Watching Madonna at the Grammys on Sunday, I found myself feeling inexplicably sad. It was nothing she was doing. Onstage she looked like she was having the time of her life.

Cards on the table, I'm a fan. I would normally be the last person to criticize her. But the truth is her new song “Living for Love” really isn't one of her greatest. It's not even particularly memorable. But there she was still commanding the Grammy stage like it was 1984 and she was singing “Like a Virgin” and preparing to conquer the world all over again.

So I don't know what finally made led me to my double take, but I found myself having one. For the first time I started to wonder about her. She's been doing this for 30 years.

Kick, drop, roll, boogie. Doesn't it ever get old? And behind that, doesn't she?

In 1984 Madonna didn't preface her appearance with psychobabble self-help quotes about being true to yourself and telling everyone else to take a hike. She just rolled around in a wedding dress singing about sex. At the time that was already transgressive enough for most people.

But here she was again on Sunday night in 2015, still preternaturally youthful, her body worked out to within an inch of her life, and only her one or two faltering old lady steps in high heels to remind us that she's 56 if she's a day.

Critically it was a triumph. The papers were full of praise about her big moment. What she wore, how she danced, how young she looked.

No one really mentioned the song. No need. There was a time when she used to inspire people to dance. These days she seems to make people hope they'll keep their figure. That's a remarkable transition.

For a culture saturated in guns and school shooting mayhem, America likes to think it will live forever. No one is more emblematic of the refusal to keel over and die now than Madonna.

Millennial singers like Taylor Swift and Katy Perry claim to love her, but secretly they must be terrified her relentless three decade reign over pop culture, which shows no sign of ever coming to a close. I mean, how do you even follow that?
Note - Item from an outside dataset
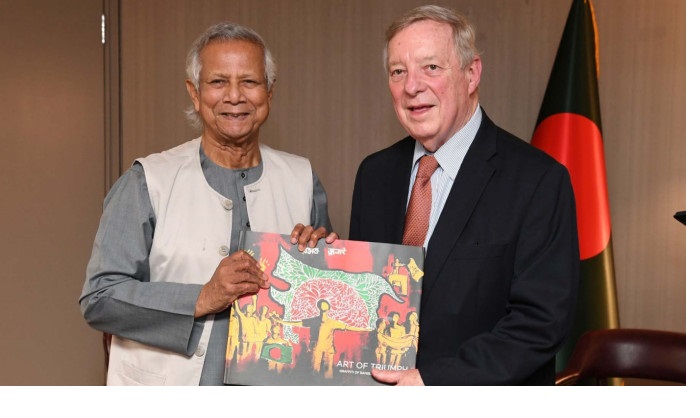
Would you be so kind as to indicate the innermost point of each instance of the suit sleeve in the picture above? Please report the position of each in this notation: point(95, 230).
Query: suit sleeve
point(541, 299)
point(118, 297)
Onstage she was surrounded by dancing minotaurs, which middle America misidentified as stand-ins for Satan. The minotaurs apparently represented all the disappointing men she had loved and lost. It didn't matter that they turned out to be lousy, she had herself and her hope for tomorrow the song said.

“I'm not going to stop,” she sang. She looked like she meant it.

So it seems that even the biggest star in the world has to hope tomorrow will be better than today, then. That made her a little more human … until the lights, camera and the age defying choreography and sculpted hair started saying something else.

Still, for the first time ever I found myself wondering what she really gets from it. I used to think I knew, but now the point of it eludes me. At 56 wouldn't you rather have found love than still be in relentless pursuit of it? Wouldn't actual love be preferable to the fickle adulation of an audience? At what point would you cash your chips?

The company she's keeping onstage is getting younger and blander with each passing year, which helps explain some of her lingering relevance. Madonna is many things, but she is never dull. The 1950s era, nondescript stable of music stars that are now in the ascendant really can't challenge her, but that's not much of a comment on her career or her continuing relevance.

Meanwhile, Beyoncé appeared onstage with the inevitability of spring flowers. She thanked God for the award she was given. She thanks God every year.

She'll probably be thanking God in 2040. God apparently likes Beyoncé much more than He likes the rest of us.

Watching two top performers on Sunday, I was reminded that whatever appetite drove them toward stardom in the first place seems to be an appetite that is never appeased. It's the country's appetite, it's the world's – for love, youthfulness, adoration and applause.

It's never satiated, apparently. Not even after 30 years at the top. Isn't that a bit sad?